IBM completed its $11 billion acquisition of Confluent on March 17, 2026, taking the data streaming platform private to power enterprise AI infrastructure.

The Deal

IBM acquired all outstanding Confluent shares at $31.00 per share in an all-cash transaction, valuing the company at approximately $11 billion. Confluent's stock was delisted from Nasdaq following the close. Day-one integrations include IBM watsonx.data, IBM MQ, IBM webMethods Hybrid Integration, and IBM Z.

Why Data Streaming Matters for AI Agents

Confluent built its business on Apache Kafka, the open-source data streaming standard now used by 6,500+ enterprises, including 40% of the Fortune 500. The platform continuously delivers data across distributed systems in real time — a capability IBM argues is essential for AI agents that must make decisions in milliseconds.
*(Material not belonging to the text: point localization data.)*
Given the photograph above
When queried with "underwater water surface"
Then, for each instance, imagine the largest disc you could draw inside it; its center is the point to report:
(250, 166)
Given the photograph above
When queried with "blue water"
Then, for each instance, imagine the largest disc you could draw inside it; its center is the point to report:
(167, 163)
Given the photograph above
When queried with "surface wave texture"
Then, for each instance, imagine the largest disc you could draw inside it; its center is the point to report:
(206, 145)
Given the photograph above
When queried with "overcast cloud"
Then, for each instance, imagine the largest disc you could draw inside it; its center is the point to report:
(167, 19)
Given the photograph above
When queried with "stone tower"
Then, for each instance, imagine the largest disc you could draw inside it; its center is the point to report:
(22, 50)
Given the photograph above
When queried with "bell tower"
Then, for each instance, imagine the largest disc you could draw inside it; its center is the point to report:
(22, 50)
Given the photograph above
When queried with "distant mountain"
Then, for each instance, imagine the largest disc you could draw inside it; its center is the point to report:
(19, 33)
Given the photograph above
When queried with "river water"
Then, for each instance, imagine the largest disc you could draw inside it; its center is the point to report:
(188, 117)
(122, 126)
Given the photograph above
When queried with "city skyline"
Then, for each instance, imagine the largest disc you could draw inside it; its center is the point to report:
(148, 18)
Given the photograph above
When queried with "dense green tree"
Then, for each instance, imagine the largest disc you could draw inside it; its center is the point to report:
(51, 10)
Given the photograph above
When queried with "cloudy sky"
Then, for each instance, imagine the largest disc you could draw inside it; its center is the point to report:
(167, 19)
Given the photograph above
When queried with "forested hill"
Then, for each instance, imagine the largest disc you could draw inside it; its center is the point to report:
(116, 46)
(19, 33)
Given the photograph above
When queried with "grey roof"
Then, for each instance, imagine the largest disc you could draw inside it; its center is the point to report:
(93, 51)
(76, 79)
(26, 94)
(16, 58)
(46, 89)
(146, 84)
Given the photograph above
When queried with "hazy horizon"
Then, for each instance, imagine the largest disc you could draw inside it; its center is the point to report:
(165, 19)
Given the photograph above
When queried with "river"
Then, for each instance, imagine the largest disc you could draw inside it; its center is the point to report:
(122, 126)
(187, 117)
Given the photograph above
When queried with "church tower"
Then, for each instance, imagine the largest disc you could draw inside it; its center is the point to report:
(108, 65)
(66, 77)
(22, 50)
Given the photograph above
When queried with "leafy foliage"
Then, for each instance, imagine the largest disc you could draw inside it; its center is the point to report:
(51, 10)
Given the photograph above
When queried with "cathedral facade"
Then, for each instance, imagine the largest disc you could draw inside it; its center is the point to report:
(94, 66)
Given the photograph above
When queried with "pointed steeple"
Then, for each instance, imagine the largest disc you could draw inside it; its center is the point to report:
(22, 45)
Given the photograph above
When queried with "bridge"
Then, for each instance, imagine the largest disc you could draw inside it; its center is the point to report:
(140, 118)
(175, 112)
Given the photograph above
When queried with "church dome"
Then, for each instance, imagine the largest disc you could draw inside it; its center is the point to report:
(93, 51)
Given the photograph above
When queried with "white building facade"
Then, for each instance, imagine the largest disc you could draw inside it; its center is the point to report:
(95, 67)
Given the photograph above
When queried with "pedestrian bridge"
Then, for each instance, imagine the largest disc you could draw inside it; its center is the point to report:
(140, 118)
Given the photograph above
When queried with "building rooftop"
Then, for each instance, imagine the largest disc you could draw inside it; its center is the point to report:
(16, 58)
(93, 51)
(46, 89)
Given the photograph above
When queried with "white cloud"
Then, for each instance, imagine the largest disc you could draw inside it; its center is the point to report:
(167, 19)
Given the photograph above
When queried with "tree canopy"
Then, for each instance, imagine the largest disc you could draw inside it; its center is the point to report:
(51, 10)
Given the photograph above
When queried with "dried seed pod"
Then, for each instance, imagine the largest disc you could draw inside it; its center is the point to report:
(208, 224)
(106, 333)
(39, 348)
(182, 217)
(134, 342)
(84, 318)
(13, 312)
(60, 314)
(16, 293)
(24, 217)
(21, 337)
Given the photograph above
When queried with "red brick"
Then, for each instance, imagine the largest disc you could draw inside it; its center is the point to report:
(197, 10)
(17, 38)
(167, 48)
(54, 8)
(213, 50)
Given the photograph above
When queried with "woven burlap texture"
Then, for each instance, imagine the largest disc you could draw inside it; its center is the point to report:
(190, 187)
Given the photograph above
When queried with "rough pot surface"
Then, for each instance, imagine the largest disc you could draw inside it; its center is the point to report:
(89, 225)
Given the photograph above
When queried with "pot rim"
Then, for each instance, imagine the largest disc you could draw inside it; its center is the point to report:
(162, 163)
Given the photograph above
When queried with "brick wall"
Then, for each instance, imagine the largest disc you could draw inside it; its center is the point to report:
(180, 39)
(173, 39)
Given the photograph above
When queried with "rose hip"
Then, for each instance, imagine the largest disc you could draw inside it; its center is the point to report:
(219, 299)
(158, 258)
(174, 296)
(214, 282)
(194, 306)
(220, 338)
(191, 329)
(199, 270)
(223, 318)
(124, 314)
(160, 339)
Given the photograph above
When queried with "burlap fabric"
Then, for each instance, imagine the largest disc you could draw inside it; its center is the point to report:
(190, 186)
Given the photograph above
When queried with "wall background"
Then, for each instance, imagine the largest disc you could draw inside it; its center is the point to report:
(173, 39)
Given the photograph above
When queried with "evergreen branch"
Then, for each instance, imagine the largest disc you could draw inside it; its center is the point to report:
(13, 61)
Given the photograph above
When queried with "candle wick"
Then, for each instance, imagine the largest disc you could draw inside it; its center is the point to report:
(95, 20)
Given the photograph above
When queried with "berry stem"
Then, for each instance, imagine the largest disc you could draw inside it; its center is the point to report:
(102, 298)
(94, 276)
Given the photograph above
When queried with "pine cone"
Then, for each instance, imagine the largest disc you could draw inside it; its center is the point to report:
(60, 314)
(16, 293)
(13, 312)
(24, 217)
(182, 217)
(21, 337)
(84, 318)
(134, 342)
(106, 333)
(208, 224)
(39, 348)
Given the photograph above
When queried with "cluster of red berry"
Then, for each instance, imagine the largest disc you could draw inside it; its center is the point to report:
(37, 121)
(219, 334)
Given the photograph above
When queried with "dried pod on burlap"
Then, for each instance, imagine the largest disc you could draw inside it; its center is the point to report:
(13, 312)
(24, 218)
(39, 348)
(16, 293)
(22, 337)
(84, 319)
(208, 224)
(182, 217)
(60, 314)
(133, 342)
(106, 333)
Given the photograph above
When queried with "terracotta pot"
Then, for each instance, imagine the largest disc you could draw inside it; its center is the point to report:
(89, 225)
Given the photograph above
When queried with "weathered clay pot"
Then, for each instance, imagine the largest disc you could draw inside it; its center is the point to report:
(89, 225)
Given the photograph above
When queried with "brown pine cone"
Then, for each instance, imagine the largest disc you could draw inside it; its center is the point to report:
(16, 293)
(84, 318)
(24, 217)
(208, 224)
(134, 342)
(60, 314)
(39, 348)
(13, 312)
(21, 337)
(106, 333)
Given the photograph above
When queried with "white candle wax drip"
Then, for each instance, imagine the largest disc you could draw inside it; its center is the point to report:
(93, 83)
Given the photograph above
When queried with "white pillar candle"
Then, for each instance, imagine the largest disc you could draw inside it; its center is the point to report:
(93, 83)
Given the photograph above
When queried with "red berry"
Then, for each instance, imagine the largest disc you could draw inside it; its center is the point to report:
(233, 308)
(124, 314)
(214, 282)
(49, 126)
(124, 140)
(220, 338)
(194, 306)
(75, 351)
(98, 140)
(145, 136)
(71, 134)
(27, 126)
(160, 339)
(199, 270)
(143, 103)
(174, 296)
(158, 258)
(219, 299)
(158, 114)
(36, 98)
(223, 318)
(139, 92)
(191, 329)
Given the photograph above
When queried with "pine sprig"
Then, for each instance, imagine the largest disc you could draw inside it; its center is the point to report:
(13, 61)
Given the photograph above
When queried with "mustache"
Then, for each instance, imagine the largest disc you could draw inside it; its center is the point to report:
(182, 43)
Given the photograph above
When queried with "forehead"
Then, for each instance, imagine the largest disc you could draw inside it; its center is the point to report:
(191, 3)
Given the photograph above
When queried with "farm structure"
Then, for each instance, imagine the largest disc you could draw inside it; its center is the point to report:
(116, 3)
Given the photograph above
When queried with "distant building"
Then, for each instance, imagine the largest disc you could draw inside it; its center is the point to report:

Most enterprise AI deployments today operate on stale data, running queries against databases updated hours or days behind. IBM's pitch is that AI agents need data that is just as current as the decisions they are making. By combining Confluent's streaming infrastructure with its watsonx AI platform, IBM says it can deliver governed, live data to any AI model or automated workflow across hybrid cloud and on-premises environments.

IDC estimates that over one billion new logical applications will emerge by 2028, most driven by AI. IBM and Confluent are positioning their combined platform as the data foundation for that wave.

Context

IBM has made enterprise AI a strategic priority under CEO Arvind Krishna. The Confluent deal follows IBM's acquisition of HashiCorp in 2024 and is one of the largest enterprise software buyouts of 2026 so far. Confluent was founded in 2014 by the original creators of Apache Kafka at LinkedIn.